Ein vierjähriges Mädchen spielte im Keller eines Nachbarn mit einem Hula-Hoop-Reifen. Dabei stieß sie versehentlich einen Kanister mit Benzin um und irgendwann später ließ die Zündflamme des Gasofens das Ganze in Flammen aufgehen. Die Mutter des Mädchens, die bei den Nachbarn zu Besuch war, erlitt Verbrennungen dritten Grades und starb drei Tage später.

Dem Kind machte niemand Vorwürfe.

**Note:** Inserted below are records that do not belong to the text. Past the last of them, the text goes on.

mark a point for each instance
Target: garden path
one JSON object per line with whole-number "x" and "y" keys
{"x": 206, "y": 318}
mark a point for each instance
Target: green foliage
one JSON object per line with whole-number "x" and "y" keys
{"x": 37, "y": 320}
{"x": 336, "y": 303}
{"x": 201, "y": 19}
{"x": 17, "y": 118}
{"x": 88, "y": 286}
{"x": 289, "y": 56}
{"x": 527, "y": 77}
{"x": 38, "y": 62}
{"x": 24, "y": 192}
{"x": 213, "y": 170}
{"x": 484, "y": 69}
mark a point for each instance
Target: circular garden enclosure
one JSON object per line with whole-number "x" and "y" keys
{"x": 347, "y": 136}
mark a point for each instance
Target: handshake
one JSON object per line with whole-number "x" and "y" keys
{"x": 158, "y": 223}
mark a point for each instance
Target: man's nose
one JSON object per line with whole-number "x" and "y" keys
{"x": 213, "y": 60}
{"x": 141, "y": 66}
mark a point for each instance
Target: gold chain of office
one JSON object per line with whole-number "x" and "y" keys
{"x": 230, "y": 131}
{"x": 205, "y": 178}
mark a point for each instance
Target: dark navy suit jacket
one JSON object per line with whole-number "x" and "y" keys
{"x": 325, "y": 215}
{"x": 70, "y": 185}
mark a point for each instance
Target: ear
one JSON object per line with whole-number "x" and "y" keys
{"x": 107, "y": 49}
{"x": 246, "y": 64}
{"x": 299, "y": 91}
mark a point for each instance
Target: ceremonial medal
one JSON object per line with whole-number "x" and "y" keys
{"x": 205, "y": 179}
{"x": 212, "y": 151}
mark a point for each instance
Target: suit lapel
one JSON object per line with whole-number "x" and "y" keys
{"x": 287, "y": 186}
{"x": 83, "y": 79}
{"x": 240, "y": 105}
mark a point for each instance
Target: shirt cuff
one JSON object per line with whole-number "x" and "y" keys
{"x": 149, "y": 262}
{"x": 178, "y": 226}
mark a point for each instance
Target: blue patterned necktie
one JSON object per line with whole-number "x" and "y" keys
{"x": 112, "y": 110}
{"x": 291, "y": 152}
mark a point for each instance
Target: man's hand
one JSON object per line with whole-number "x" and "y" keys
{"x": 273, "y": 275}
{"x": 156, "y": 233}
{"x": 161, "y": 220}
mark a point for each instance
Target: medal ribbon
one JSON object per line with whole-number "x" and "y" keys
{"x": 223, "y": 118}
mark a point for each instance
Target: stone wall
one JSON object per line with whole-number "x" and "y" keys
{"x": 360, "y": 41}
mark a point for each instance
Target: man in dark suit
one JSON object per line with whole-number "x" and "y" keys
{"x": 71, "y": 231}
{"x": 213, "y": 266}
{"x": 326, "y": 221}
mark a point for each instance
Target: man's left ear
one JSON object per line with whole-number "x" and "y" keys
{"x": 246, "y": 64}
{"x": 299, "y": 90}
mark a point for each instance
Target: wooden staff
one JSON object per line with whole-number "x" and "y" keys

Es war klar, dass sie einfach nur an einem Ort gespielt hatte, an dem niemals Benzin hätte gelagert werden dürfen, insbesondere weil es dort auch noch ein Gasofen mit Zündflamme gab. Das Mädchen wuchs scheinbar normal auf, bis sie in der 12. Klasse war. Eine kleine Explosion im Chemiesaal ließ sie jedoch einen kompletten Nervenzusammenbruch erleiden und seit diesem Moment hat sie mit einer Behinderung zu kämpfen.

Hängen die beiden Ereignisse zusammen? Als Therapeutin bin ich mir zu 99% sicher.

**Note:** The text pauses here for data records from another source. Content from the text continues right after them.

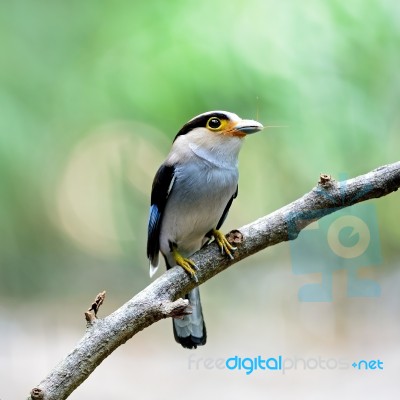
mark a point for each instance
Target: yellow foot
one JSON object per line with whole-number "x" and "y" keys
{"x": 187, "y": 264}
{"x": 223, "y": 243}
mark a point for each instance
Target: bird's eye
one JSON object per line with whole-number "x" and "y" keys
{"x": 213, "y": 123}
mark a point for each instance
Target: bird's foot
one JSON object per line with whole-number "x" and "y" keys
{"x": 187, "y": 264}
{"x": 223, "y": 244}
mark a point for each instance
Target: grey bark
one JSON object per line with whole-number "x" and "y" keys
{"x": 161, "y": 299}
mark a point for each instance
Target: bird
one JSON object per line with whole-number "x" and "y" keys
{"x": 191, "y": 195}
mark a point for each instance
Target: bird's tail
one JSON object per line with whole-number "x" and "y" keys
{"x": 190, "y": 331}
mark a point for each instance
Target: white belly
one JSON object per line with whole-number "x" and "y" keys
{"x": 195, "y": 205}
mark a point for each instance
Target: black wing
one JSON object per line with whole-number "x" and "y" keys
{"x": 162, "y": 185}
{"x": 228, "y": 206}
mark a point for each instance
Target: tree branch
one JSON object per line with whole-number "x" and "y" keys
{"x": 161, "y": 299}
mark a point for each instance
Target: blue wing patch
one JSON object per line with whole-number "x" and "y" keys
{"x": 162, "y": 186}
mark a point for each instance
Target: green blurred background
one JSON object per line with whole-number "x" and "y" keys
{"x": 91, "y": 96}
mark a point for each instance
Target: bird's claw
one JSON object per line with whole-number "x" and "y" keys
{"x": 223, "y": 244}
{"x": 187, "y": 264}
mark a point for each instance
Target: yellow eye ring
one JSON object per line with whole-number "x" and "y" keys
{"x": 214, "y": 123}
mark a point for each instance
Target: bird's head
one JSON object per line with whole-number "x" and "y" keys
{"x": 218, "y": 133}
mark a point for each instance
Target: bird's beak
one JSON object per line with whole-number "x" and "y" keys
{"x": 248, "y": 126}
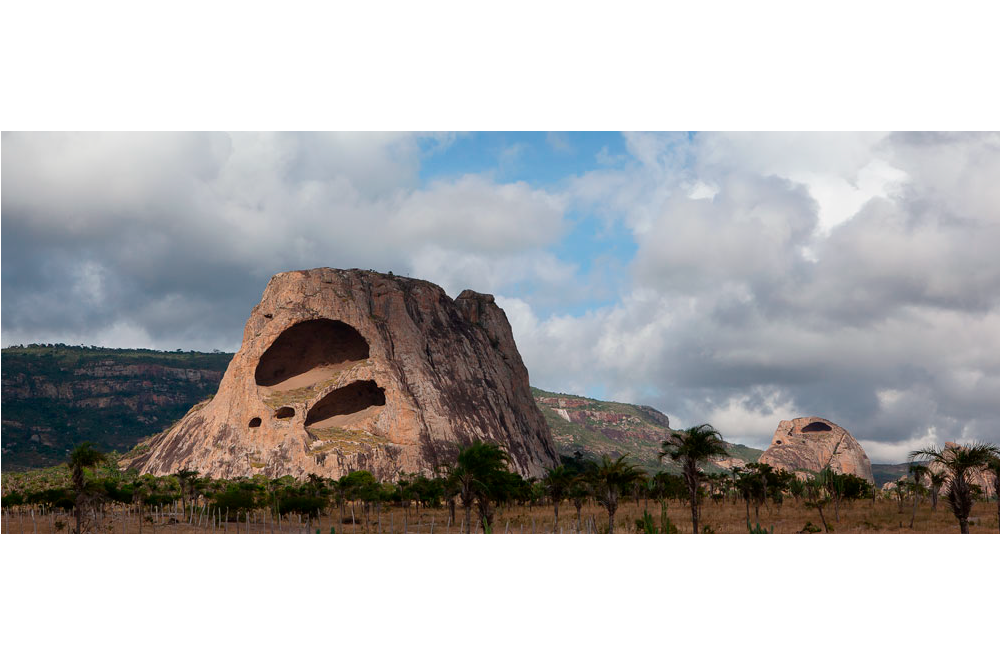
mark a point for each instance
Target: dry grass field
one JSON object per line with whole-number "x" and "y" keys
{"x": 859, "y": 517}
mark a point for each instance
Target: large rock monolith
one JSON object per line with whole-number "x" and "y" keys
{"x": 812, "y": 443}
{"x": 344, "y": 370}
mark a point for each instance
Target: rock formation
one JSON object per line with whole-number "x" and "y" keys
{"x": 343, "y": 370}
{"x": 812, "y": 443}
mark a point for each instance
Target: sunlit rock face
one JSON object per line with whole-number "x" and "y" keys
{"x": 812, "y": 443}
{"x": 343, "y": 370}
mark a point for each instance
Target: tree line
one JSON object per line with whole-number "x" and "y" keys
{"x": 479, "y": 478}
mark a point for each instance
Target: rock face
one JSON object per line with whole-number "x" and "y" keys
{"x": 343, "y": 370}
{"x": 811, "y": 443}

Eine weitere Geschichte aus meiner Praxis: Ein 67 Jahre alter Mann erhielt aufgrund seiner Prostatakrebs-Erkrankung Bestrahlungen. Er erzählte mir, wie sehr er sich schämte, in dem kalten, mit Edelstahl ausgekleideten Raum mit entblößtem Unterleib und Genitalien der Strahlung ausgesetzt zu sein. Ich fragte ihn, wann er das in seinem Leben zuvor schon einmal gefühlt hatte.

Er erinnerte sich sofort an eine Situation, als er drei Jahre alt und in einem Raum mit eine Babywiege in einer Ecke war. Plötzlich hatten sich alle Erwachsene zu ihm umgedreht – wahrscheinlich einfach nur, um einen Weg zu finden, ihm zu erklären, dass sein kleiner Bruder tot war. Aber was mein Patient damals wahrgenommen hat, waren Anklagen, Scham und Schuld. Irgendwie war er der Meinung, dass es seine Schuld war, dass sein kleiner Bruder tot war. Und ich bin davon überzeugt, dass er mit seinen drei Jahren keine Ahnung davon hatte, was der Tod ist.

In dieser Situation und um mit der Bestrahlungssituation besser klarzukommen gab ich ihm die Camellia Essenz – für die Schuld und Scham und als Katalysator, um sich für neue Sichtweisen in Bezug auf sich selbst zu öffnen. Und es kamen für ihn dadurch unglaublich viele Dinge in Bewegung. Er konnte seine Strahlentherapie abschließen und lebte noch weitere 15 Jahre lang ein glückliches und relativ gesundes Leben.

Was hat die Essenz für ihn gebracht? Ich glaube, dass sie im geholfen hat, die Erinnerung an das ursprüngliche Trauma im Alter von drei Jahren auf Zellebene zu löschen. Das hat ihn dabei unterstützt, die Strahlentherapie durchzustehen und es hat ihn von dieser spezifischen „Stress-Erinnerung“ in seinem Körper-Geist-System für den Rest seines Lebens befreit.

Über das Thema Zellgedächtnis gäbe es noch viel mehr zu sagen und ich werde bald wieder darauf zurückkommen. Ich denke ein großer Teil des Mechanismus, über den Essenzen wirken, ist in der angeborenen Programmierung unserer Zellen verankert.